The final buzzer of the 2015-16 season sounded at the Bell Centre. The Montreal Canadiens failed to qualify for the playoffs, and have consequentially let their passionate fan base down. Though many fans and analysts are focusing on who to blame, there are a few players that deserve some props. Mike Condon, a rookie goaltender who wasn’t even playing in the AHL two seasons ago (!!), had an impressive season.
The Massachusetts native was thrown into the heart of the fire when the Habs lost reigning league MVP, Carey Price. As Habs fans now know, Price’s injury was severe enough to hold him out until next season. In his mentor’s absence, Condon grew as an NHL rookie, and faced the most intense hockey market in the world like a true professional.
Give Credit Where Credit is Due
In 2013-14, Condon played for the Wheeling Nailers of the ECHL. In 2015-16, he started 55 games for the most storied franchise in NHL history. At the beginning of the season, the netminder was rightfully shaky and nervous. Over the course of the season, the rookie brushed up on certain aspects of his game that needed improvement (like his lateral movement, for example). While the 25-year-old isn’t fit to be an NHL starter, his season should have earned him some respect from his teammates and his opponents alike. Playing (mostly) sound hockey as a rookie goaltender with the weight of a city on your shoulders isn’t an easy task, though Condon was up to the challenge.
Condon’s stats weren’t amazing this season, but they were adequate considering the scenario that he was thrown into. His 2.71 goals against average and .903 save percentage were respectable considering the team playing in front of him wasn’t performing. The Habs posted a -15 goal differential this season, meaning that they allowed 15 more goals than they scored. Along with the key injury to regular starter, Price, the team suffered many other injuries that held them back both offensively and defensively.

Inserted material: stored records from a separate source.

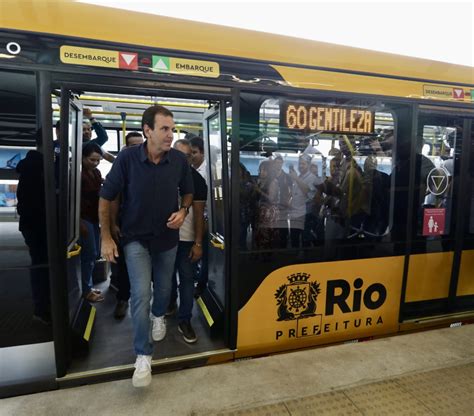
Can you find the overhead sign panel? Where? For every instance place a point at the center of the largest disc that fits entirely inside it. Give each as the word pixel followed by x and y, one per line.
pixel 324 118
pixel 189 67
pixel 88 56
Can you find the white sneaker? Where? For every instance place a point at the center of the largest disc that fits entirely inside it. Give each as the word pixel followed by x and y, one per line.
pixel 142 373
pixel 159 328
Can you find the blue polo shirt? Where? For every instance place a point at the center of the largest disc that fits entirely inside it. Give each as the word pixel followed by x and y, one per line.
pixel 149 194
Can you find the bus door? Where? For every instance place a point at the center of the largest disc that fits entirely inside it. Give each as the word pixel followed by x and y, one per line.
pixel 439 279
pixel 69 158
pixel 213 300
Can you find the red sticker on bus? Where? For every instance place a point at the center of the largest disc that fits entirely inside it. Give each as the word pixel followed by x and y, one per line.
pixel 128 60
pixel 433 221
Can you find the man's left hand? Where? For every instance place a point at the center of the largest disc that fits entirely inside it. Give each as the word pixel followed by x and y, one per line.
pixel 176 220
pixel 195 253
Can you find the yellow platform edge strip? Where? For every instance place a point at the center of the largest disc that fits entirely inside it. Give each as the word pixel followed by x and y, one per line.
pixel 205 311
pixel 90 322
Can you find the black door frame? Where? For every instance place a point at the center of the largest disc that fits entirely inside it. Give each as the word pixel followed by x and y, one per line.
pixel 450 304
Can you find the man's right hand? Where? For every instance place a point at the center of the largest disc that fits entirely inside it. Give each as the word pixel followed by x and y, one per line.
pixel 109 249
pixel 87 113
pixel 115 232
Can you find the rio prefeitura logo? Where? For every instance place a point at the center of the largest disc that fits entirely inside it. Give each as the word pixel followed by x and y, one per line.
pixel 297 299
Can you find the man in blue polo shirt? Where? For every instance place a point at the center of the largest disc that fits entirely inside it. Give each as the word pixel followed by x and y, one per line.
pixel 149 177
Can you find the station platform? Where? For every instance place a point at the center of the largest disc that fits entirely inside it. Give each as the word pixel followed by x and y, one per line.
pixel 422 373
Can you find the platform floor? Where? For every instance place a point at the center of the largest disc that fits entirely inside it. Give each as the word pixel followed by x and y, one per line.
pixel 424 373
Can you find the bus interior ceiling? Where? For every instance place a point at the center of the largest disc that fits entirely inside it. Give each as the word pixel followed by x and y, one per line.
pixel 110 343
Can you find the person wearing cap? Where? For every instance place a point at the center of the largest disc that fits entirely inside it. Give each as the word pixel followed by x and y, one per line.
pixel 303 190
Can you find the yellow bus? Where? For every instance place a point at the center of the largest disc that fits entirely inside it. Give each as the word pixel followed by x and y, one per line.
pixel 341 199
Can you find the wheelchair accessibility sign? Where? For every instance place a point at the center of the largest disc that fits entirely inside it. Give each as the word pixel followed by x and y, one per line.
pixel 434 220
pixel 437 181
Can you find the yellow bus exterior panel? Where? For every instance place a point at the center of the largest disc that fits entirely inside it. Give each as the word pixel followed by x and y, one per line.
pixel 429 276
pixel 68 18
pixel 361 84
pixel 352 299
pixel 466 274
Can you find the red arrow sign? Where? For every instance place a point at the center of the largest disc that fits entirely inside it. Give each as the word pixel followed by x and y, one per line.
pixel 128 60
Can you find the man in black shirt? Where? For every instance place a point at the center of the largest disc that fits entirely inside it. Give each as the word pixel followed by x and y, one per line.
pixel 149 177
pixel 190 249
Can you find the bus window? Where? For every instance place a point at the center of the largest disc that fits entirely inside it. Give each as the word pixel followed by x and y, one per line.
pixel 316 174
pixel 24 268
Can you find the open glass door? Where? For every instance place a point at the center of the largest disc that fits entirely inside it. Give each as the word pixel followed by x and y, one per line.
pixel 439 276
pixel 68 153
pixel 213 301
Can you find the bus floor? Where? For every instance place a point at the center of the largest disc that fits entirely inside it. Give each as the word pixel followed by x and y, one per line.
pixel 111 343
pixel 423 373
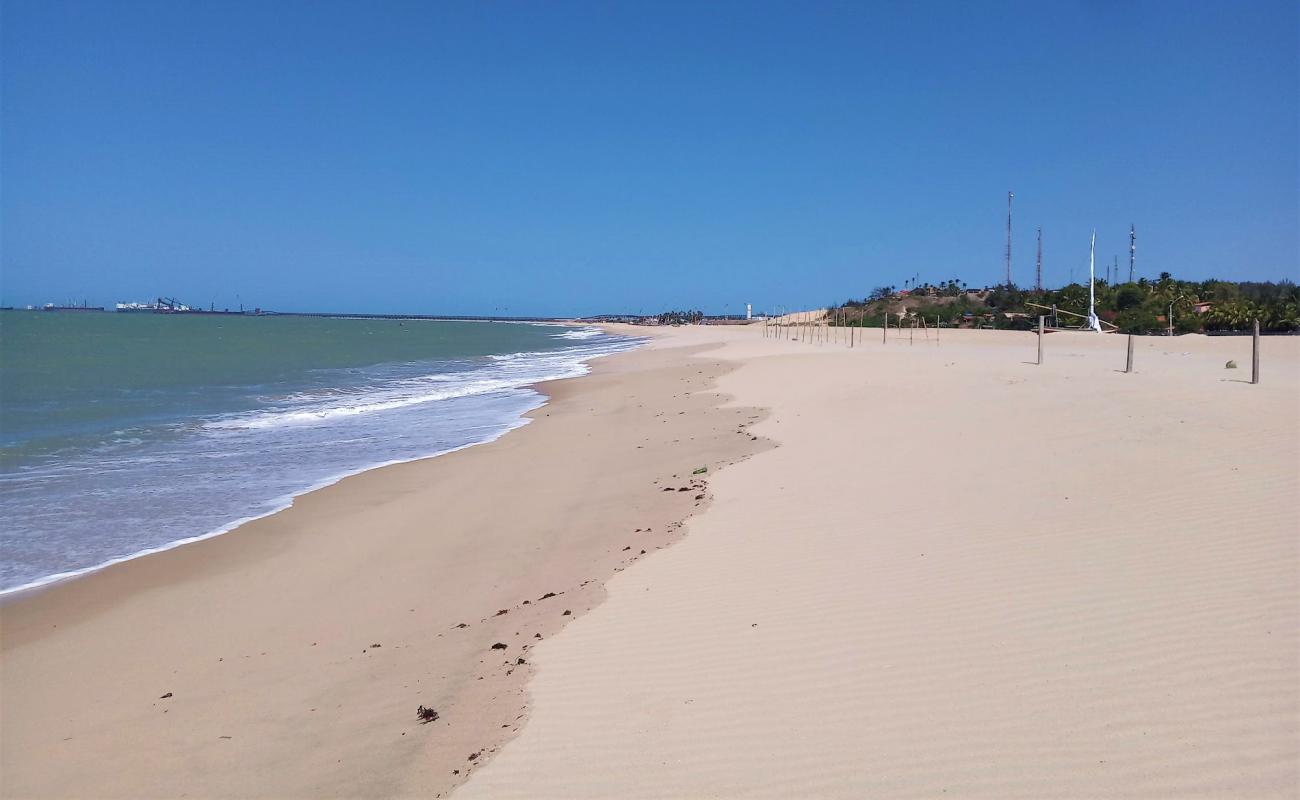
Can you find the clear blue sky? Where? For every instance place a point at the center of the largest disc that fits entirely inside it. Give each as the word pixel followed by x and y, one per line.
pixel 564 158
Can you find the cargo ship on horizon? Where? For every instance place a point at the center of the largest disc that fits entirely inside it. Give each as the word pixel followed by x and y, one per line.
pixel 174 306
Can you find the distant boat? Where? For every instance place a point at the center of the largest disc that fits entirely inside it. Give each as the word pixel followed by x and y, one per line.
pixel 174 306
pixel 82 307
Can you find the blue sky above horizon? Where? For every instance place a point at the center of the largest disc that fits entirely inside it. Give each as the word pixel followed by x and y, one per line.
pixel 585 158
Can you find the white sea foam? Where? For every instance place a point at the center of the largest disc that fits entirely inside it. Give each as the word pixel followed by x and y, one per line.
pixel 585 333
pixel 209 476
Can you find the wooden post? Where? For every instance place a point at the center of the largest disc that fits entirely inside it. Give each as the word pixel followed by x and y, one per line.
pixel 1040 340
pixel 1255 354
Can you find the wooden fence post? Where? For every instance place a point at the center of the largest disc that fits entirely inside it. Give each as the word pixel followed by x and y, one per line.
pixel 1040 341
pixel 1255 354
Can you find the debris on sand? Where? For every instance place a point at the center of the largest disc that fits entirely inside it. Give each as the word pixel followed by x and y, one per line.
pixel 425 714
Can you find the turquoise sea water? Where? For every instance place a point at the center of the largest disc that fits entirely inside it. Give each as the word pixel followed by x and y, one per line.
pixel 126 433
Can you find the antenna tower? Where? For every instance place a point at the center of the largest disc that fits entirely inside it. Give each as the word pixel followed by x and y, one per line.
pixel 1009 195
pixel 1132 250
pixel 1038 275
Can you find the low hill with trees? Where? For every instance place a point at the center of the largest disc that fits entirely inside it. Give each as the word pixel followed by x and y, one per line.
pixel 1136 307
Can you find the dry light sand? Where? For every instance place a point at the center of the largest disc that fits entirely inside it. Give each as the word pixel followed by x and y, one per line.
pixel 940 570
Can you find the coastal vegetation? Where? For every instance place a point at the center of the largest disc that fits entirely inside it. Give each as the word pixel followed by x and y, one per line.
pixel 1140 306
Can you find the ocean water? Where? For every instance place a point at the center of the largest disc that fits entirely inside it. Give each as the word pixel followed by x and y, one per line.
pixel 122 435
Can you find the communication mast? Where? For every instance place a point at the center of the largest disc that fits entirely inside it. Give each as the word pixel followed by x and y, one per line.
pixel 1038 275
pixel 1009 195
pixel 1132 250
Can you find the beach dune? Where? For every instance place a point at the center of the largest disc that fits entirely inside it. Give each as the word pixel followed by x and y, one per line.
pixel 960 574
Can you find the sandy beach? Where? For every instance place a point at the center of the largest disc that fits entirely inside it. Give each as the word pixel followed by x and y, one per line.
pixel 911 569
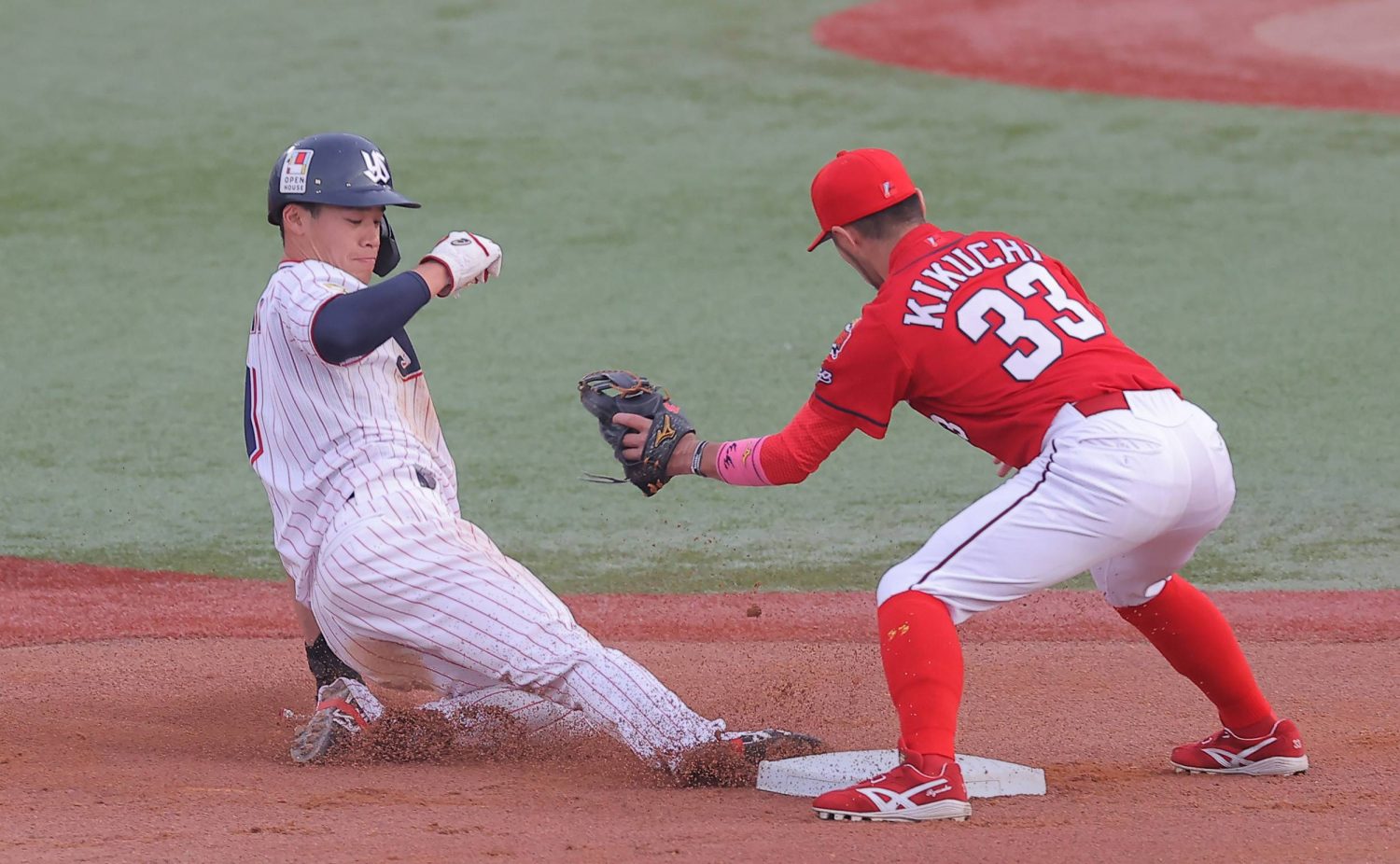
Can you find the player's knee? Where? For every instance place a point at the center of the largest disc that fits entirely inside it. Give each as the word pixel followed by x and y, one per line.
pixel 896 580
pixel 1131 592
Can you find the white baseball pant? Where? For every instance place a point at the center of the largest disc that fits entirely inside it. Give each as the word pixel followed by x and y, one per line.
pixel 1126 495
pixel 412 595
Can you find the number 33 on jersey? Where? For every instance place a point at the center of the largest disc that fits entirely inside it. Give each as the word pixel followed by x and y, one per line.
pixel 980 333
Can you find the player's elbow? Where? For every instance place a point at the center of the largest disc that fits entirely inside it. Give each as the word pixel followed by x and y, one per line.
pixel 333 344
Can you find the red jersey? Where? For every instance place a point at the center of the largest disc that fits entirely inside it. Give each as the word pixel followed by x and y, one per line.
pixel 980 333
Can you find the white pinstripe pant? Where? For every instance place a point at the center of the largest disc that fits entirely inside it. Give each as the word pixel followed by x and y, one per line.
pixel 412 595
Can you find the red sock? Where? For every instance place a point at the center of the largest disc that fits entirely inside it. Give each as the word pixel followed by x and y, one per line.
pixel 1195 637
pixel 923 665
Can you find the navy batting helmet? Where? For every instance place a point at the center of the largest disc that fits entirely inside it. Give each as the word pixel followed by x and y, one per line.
pixel 342 170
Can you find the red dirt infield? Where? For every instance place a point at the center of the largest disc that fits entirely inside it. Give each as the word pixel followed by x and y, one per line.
pixel 1299 53
pixel 143 721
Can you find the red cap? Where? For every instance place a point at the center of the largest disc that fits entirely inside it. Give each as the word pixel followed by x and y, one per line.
pixel 856 184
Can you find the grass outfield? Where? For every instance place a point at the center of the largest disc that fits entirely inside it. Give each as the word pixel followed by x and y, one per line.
pixel 646 168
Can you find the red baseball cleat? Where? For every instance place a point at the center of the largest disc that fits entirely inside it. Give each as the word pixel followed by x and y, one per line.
pixel 920 788
pixel 1279 752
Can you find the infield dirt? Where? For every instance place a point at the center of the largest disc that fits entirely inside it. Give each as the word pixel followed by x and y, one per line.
pixel 143 718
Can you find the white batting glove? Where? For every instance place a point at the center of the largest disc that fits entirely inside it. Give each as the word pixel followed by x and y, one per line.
pixel 469 259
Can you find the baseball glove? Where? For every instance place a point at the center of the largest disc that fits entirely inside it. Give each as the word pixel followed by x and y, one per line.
pixel 613 391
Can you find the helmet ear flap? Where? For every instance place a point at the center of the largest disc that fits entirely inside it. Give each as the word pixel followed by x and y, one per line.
pixel 388 257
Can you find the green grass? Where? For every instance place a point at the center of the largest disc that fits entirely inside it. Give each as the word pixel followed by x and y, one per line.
pixel 646 168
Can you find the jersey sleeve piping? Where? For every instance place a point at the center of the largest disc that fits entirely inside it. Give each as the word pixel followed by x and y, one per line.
pixel 829 403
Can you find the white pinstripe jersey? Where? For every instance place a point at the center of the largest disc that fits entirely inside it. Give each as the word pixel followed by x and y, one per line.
pixel 315 430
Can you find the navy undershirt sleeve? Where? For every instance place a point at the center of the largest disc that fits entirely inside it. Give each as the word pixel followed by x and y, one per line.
pixel 353 325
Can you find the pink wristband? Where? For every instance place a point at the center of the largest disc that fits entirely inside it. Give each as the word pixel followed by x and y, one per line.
pixel 738 463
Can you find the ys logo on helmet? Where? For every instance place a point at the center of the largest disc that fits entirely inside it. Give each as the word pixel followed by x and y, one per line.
pixel 377 168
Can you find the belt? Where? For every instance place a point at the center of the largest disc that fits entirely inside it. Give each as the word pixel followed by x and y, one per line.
pixel 1097 405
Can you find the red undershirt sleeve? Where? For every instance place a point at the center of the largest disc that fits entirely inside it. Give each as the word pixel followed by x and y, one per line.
pixel 792 454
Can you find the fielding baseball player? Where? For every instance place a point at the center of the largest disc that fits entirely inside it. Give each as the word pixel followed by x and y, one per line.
pixel 997 343
pixel 342 431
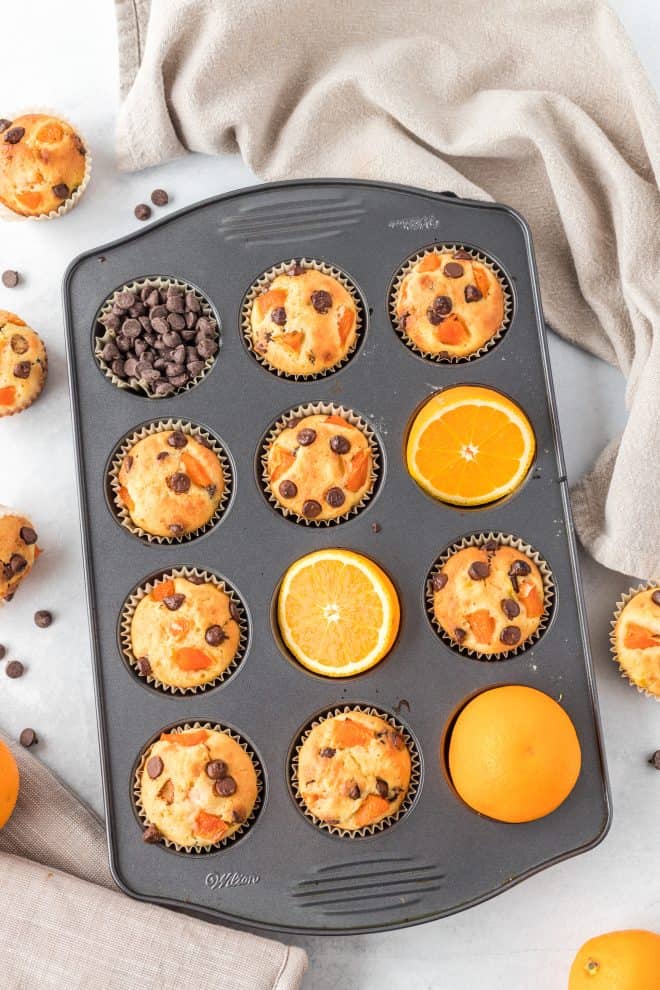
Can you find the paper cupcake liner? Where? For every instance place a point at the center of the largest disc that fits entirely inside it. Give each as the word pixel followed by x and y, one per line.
pixel 137 385
pixel 243 827
pixel 120 511
pixel 143 589
pixel 385 823
pixel 262 283
pixel 620 605
pixel 478 540
pixel 8 215
pixel 484 260
pixel 316 409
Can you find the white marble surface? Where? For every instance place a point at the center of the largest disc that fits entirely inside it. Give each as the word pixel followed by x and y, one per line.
pixel 524 938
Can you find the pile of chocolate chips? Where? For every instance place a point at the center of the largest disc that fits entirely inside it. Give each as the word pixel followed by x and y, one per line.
pixel 159 340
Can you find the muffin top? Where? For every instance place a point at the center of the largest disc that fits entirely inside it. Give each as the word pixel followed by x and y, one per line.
pixel 304 323
pixel 489 599
pixel 449 304
pixel 196 787
pixel 319 466
pixel 42 162
pixel 18 550
pixel 23 364
pixel 170 483
pixel 353 770
pixel 637 639
pixel 184 632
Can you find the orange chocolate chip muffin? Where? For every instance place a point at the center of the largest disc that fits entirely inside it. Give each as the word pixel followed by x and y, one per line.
pixel 304 323
pixel 636 640
pixel 319 466
pixel 170 483
pixel 184 633
pixel 196 787
pixel 449 304
pixel 488 598
pixel 353 770
pixel 23 364
pixel 18 551
pixel 42 163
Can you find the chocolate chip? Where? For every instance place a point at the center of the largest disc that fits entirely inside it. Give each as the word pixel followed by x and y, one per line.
pixel 215 635
pixel 216 769
pixel 311 508
pixel 479 570
pixel 225 787
pixel 155 767
pixel 510 608
pixel 321 301
pixel 335 497
pixel 28 737
pixel 510 635
pixel 306 437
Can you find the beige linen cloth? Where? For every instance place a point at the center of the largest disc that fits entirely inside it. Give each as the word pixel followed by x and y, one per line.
pixel 541 104
pixel 66 925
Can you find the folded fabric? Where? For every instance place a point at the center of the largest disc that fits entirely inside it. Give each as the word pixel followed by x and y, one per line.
pixel 68 925
pixel 541 105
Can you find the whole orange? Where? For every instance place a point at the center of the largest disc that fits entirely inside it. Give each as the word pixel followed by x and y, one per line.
pixel 8 783
pixel 628 960
pixel 514 754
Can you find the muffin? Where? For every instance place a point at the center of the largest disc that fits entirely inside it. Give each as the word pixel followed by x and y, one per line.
pixel 353 770
pixel 170 483
pixel 42 163
pixel 488 598
pixel 319 467
pixel 304 323
pixel 23 364
pixel 449 304
pixel 636 639
pixel 184 632
pixel 18 551
pixel 196 788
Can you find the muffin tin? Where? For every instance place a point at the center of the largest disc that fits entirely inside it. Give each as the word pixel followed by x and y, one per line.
pixel 285 873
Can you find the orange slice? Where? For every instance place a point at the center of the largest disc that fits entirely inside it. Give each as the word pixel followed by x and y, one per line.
pixel 338 612
pixel 470 445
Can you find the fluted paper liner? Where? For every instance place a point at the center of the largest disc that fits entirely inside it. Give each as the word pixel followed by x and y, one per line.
pixel 137 385
pixel 120 511
pixel 145 588
pixel 320 409
pixel 263 282
pixel 68 204
pixel 503 539
pixel 385 823
pixel 482 259
pixel 620 605
pixel 243 827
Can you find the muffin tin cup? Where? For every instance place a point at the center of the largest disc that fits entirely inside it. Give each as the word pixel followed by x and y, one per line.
pixel 122 514
pixel 385 823
pixel 8 215
pixel 482 259
pixel 620 605
pixel 320 409
pixel 136 385
pixel 478 540
pixel 241 830
pixel 134 599
pixel 262 284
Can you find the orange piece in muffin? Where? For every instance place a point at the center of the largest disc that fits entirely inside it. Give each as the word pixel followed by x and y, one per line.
pixel 449 303
pixel 304 323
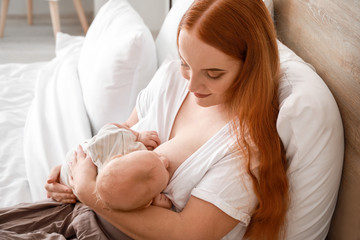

By the end of the season, Condon had to guard the Canadiens’ net with only two defensemen dressed of the six that were part of the opening night lineup. Three of the Habs’ defencemen in the closing stretch of the season had played their first career NHL games just a few weeks ago. The rookie was in charge of backstopping a depleted, discouraged team that at times barely looked like it belonged in the NHL. If it wasn’t already clear, this season didn’t present the most optimal conditions for Condon’s success. The rookie earned his first career shutout when the Habs beat the Lightning 3-0 a few weeks ago.
Being the best goalie in the world’s backup isn’t too much fun. When Price is healthy, he would normally get the vast majority of starts. When Price is injured, the fan base (who aren’t afraid of voicing their opinions or frustrations) expect to see similar quality goaltending out of their backup. Habs fans are used to the best, and this proved to be yet another challenge for the rookie goaltender.
The 25-year-old is by no stretch the league’s best goalie, and is even far from being the league’s best backup. He had some rough moments throughout the season, though he had some bright ones to counterbalance them.
Who would have thought that the unknown goalie who just beat former backup, Dustin Tokarski for a spot on the Canadiens would go on to start more than 50 games for the club. If you ask any Habs fans, they’ll tell you that the worst possible thing that could have happened to the team is to lose their All-Star goalie for an extended period of time. The fact with this team is, the absolute worst case scenario happened this season.
Rookie, Mike Condon was thrown in to try to pick up the pieces of a slowly deteriorating season, and though he wasn’t up to Carey Price’s level, he did everything that he could, considering the scenario that he was thrown into. Condon can play a backup role, as he has proven this season. If used sparsely, he can be trusted to get the job done. This offseason is sure to present a challenge for the Habs and their management, though the backup goalie isn’t a position that’s high on their list of priorities.